Although company class and rehearsals prepare Koppe for Shen Wei’s detail-oriented physicality, they don’t build the stamina necessary for pieces like his Map or Rite of Spring. As a result, she runs as often as five times a week when her schedule allows. In particular, she’s found that interval training—alternating between accelerated and comfortable paces for jaunts of one to two minutes—mirrors a show’s demands on her endurance. “During performances I’m now more quickly able to come back to a baseline after my heart rate has ratcheted up,” she says.
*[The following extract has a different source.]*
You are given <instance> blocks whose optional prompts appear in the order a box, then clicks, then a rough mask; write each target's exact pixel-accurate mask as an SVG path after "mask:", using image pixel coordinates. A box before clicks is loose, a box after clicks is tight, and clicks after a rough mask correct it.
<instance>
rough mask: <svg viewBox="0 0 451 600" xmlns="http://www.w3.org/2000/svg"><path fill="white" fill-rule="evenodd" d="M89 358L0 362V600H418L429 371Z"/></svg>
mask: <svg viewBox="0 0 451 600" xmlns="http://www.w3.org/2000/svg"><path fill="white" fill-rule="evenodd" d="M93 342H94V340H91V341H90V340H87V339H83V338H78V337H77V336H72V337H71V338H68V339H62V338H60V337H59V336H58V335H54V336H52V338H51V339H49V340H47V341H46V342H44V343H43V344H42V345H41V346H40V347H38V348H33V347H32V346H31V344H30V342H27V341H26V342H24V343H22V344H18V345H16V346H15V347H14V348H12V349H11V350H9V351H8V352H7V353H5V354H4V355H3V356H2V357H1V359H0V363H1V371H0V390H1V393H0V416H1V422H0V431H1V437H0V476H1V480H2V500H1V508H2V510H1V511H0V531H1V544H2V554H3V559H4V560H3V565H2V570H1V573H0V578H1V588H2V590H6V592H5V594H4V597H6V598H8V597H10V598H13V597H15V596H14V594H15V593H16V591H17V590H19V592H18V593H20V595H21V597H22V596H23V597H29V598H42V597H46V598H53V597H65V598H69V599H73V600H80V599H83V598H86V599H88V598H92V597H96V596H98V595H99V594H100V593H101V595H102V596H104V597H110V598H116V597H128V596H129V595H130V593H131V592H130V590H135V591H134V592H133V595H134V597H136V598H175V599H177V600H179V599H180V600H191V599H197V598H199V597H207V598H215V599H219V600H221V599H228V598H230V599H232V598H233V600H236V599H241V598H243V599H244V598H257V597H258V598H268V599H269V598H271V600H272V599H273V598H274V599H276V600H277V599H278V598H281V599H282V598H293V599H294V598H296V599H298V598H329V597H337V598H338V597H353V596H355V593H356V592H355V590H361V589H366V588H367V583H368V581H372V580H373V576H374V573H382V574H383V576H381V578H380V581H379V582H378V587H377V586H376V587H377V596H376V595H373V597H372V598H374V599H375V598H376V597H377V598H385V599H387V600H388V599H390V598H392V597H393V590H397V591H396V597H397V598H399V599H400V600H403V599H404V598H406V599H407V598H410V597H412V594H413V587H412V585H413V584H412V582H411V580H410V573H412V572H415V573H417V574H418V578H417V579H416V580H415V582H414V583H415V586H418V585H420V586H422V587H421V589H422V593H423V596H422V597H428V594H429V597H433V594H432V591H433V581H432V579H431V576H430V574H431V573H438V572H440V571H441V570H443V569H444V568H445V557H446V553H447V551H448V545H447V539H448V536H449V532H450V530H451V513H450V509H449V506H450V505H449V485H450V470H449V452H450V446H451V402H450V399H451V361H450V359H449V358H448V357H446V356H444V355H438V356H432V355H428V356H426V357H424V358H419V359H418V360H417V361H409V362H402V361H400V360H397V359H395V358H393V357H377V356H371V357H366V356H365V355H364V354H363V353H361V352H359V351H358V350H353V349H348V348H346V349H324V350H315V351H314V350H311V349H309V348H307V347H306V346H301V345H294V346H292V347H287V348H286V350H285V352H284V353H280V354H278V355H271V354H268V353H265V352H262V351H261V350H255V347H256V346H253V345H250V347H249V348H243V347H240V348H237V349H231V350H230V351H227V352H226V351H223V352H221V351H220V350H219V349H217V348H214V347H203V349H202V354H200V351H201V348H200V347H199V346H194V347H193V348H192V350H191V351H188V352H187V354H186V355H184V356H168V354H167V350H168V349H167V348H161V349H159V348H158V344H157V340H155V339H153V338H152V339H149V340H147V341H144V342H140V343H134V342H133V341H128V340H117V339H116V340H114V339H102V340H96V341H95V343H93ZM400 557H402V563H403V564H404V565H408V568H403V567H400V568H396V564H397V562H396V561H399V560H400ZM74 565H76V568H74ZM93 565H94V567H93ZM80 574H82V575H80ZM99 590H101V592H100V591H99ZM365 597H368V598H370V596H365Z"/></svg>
Koppe also sees running as a kind of meditation: “It’s about being present with each moment and watching your brain, especially when you get tired.”

 

Ultimately, Koppe’s cross-training serves her work onstage: “The more you can listen to what your body is doing—not just any body but your body—the more honest you can be in your dancing.”

 

 

Qigong Exercise

Koppe recommends this qigong exercise, which she often does in class or before shows, to “vitalize the body—skin, organs, muscles and fascia—and to get your energy flowing.”

• Stand in a comfortable position.

• Using both of your hands, gently tap your head with light slaps.

• Work your way down, tapping your neck, out onto your arms and back onto your chest and belly.

• Continue down your outer legs and up your inner legs, and end with your back.